Le mois dernier, Donald Trump a partagé des images manipulées montrant la chanteuse Taylor Swift, ultra-populaire aux Etats-Unis, donner son soutien au républicain. Certaines de ces images portent les caractéristiques des images modifiées par l'IA, selon le spécialiste Hany Farid, alliant vraies et fausses images, ce qui rend le montage «particulièrement sournois», selon l'expert.
«Les plateformes ont rendu cela possible»
Taylor Swift, qui compte des centaines de millions d'abonnés sur les réseaux sociaux, a en réalité soutenu la démocrate Kamala Harris la semaine dernière. Après l'annonce, Donald Trump a lâché sur son réseau Truth Social: «Je déteste Taylor Swift!» Une base de données de News Literacy Project, une ONG américaine qui travaille sur la désinformation, a jusqu'ici répertorié 70 faux messages de personnalités apportant leur soutien ou leur rejet à un candidat - et la liste s'allonge de jour en jour.
«En cette période de polarisation, les faux soutiens de célébrités peuvent attirer l'attention des électeurs, influencer leurs visions, confirmer leurs préjugés et semer la confusion et le chaos», alerte Peter Adams, l'un des responsables de l'ONG. Dans sa liste, une image manipulée de Lady Gaga avec une pancarte «Trump 2024».

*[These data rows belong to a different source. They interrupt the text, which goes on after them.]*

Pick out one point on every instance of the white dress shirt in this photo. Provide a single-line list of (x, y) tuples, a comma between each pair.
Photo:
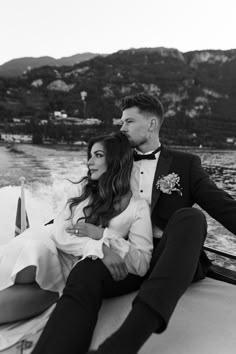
[(141, 183)]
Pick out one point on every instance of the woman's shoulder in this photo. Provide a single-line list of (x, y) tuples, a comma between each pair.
[(138, 202)]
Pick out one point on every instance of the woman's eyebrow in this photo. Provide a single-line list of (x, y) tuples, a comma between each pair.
[(98, 151)]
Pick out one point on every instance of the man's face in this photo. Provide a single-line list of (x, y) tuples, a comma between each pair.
[(135, 125)]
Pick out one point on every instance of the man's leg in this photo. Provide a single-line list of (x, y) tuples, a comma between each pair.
[(71, 325), (175, 262)]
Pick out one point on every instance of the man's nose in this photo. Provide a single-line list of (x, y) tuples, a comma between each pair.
[(123, 128), (90, 161)]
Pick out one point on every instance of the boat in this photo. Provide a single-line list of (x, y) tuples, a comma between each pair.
[(203, 322)]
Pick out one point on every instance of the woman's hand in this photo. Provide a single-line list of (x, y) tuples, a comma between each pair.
[(115, 264), (86, 230)]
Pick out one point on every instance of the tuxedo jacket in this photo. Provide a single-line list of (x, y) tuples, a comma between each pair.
[(196, 187)]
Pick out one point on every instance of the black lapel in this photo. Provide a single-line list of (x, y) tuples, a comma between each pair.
[(163, 167)]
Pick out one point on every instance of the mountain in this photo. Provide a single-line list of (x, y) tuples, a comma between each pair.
[(197, 88), (18, 66)]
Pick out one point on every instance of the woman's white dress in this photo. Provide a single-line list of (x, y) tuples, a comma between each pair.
[(54, 252)]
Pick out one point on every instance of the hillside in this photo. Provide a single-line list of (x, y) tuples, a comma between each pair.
[(198, 90), (17, 67)]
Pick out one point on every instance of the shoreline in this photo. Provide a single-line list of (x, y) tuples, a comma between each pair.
[(73, 147)]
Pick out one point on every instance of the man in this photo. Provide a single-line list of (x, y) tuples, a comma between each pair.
[(171, 182)]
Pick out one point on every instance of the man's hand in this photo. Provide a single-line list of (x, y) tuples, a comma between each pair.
[(114, 264), (86, 230)]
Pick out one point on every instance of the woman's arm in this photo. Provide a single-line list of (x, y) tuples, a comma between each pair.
[(137, 249)]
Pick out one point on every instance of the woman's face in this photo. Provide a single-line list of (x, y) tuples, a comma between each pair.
[(97, 163)]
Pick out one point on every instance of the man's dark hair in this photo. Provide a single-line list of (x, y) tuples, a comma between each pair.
[(145, 102)]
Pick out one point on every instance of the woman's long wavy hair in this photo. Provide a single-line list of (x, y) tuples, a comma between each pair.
[(105, 194)]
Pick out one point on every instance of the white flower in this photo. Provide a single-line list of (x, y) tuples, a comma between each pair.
[(168, 184)]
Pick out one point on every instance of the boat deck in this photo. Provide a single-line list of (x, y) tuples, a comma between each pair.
[(203, 322)]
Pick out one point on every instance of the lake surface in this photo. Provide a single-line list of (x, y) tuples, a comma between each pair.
[(46, 171)]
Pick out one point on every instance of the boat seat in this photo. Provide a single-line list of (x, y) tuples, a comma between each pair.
[(204, 322)]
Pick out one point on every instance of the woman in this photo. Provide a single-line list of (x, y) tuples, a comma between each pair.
[(35, 265)]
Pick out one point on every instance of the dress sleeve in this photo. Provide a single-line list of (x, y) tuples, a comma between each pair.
[(136, 250)]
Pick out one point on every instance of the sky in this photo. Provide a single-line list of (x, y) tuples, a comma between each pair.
[(59, 28)]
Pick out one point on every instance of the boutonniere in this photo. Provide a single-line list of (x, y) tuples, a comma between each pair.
[(170, 183)]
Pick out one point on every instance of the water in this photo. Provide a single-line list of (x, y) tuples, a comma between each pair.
[(46, 171)]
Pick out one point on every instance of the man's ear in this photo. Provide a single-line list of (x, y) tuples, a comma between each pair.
[(153, 124)]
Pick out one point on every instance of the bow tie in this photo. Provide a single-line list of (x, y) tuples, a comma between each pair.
[(151, 156)]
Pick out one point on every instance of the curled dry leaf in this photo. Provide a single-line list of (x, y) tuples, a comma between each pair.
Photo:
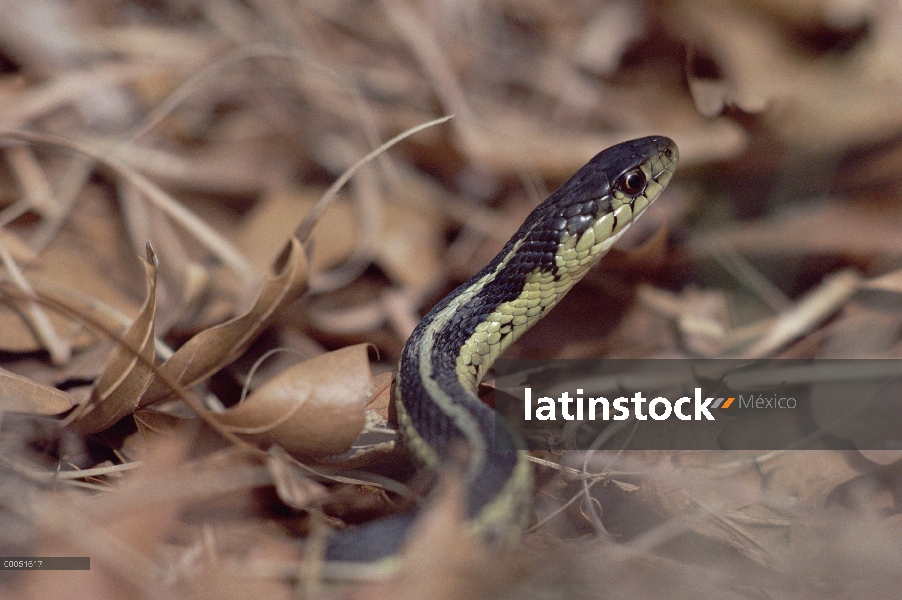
[(293, 487), (127, 373), (22, 395), (211, 349), (315, 408)]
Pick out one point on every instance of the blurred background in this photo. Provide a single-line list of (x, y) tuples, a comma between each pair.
[(212, 129)]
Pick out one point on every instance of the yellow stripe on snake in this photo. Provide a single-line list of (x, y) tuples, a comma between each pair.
[(450, 351)]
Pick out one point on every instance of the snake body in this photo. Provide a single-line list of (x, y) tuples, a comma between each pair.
[(450, 351)]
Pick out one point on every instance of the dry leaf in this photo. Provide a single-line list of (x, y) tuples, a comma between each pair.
[(22, 395), (211, 349), (315, 408), (127, 373), (293, 487)]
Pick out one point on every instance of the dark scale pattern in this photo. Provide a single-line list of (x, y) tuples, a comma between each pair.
[(572, 209)]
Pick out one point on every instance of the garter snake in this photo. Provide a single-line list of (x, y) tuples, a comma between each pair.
[(458, 340)]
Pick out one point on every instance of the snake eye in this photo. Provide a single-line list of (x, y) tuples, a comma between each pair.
[(632, 182)]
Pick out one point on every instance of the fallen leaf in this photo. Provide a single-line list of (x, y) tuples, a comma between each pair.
[(211, 349), (315, 408), (128, 371), (22, 395)]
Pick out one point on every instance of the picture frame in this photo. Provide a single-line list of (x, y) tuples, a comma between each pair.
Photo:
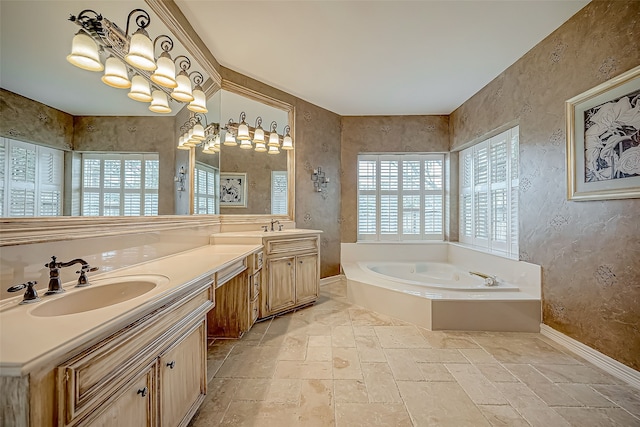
[(603, 140), (233, 190)]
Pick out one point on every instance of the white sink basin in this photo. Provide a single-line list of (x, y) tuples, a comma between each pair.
[(107, 293)]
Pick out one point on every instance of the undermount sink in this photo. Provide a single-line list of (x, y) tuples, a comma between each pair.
[(107, 293)]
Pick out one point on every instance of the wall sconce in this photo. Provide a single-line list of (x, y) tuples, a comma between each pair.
[(319, 179), (180, 178)]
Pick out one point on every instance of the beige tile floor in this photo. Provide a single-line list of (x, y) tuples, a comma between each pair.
[(337, 364)]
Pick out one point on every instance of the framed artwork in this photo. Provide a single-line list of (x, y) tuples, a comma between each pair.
[(233, 190), (603, 140)]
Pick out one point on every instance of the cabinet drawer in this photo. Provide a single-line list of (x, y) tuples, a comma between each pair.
[(292, 245), (85, 380), (134, 404), (257, 261), (256, 280), (230, 271), (254, 310)]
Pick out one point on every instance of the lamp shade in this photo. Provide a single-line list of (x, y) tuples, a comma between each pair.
[(182, 92), (199, 103), (273, 150), (165, 74), (84, 52), (287, 142), (115, 74), (181, 145), (140, 90), (258, 136), (274, 140), (159, 103), (243, 132), (229, 139), (198, 132), (141, 51)]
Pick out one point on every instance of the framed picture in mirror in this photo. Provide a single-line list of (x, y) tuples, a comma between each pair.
[(233, 190)]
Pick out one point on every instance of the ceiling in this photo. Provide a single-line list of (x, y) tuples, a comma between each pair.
[(375, 57), (350, 57)]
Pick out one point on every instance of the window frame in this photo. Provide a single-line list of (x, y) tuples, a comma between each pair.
[(378, 192), (121, 190), (501, 236)]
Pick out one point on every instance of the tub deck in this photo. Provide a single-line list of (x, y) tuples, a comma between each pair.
[(443, 309)]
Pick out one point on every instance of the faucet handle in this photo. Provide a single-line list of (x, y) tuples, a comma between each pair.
[(82, 279), (30, 295)]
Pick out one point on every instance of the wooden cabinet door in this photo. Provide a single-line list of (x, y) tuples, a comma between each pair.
[(281, 290), (307, 280), (182, 377), (135, 405)]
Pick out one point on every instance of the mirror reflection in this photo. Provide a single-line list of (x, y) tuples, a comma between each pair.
[(252, 182)]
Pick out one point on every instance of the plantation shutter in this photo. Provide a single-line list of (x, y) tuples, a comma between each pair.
[(279, 193)]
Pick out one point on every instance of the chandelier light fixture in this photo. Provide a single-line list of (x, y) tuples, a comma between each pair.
[(254, 137), (131, 62), (195, 134)]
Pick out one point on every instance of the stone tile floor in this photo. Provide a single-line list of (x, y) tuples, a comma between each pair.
[(337, 364)]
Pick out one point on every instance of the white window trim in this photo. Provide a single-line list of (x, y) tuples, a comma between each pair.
[(399, 236), (101, 189), (488, 243), (212, 199), (38, 184)]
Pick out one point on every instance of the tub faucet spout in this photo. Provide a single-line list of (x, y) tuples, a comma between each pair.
[(488, 279)]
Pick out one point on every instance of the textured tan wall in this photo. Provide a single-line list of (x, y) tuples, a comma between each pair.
[(134, 134), (377, 134), (258, 167), (317, 143), (588, 250), (31, 121)]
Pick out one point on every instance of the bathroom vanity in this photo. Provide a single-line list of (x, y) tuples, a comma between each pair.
[(142, 360), (289, 276)]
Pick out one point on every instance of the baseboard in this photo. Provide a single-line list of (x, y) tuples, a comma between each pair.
[(331, 279), (604, 362)]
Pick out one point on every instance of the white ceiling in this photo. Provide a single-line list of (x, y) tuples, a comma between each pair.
[(375, 57), (350, 57), (35, 39)]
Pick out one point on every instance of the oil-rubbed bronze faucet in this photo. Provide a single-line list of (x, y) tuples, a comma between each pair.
[(55, 284)]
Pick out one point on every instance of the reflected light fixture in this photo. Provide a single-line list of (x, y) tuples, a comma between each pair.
[(134, 54), (115, 73), (245, 134), (159, 102), (84, 52)]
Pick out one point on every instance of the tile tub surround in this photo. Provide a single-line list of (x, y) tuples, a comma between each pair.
[(337, 364), (442, 309)]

D'autres affirment que l'acteur Morgan Freeman, critique des républicains, a dit qu'un second mandat Trump serait «bon pour le pays», ou montrent le chanteur de rock Bruce Springsteen avec un tee-shirt floqué «Gardons l'Amérique sans Trump». «Les plateformes ont rendu cela possible», selon Peter Adams. «En faisant marche arrière sur la modération et en hésitant à retirer les fausses informations, elles sont devenues un moyen significatif pour les trolls, opportunistes et propagandistes d'atteindre un public de masse.»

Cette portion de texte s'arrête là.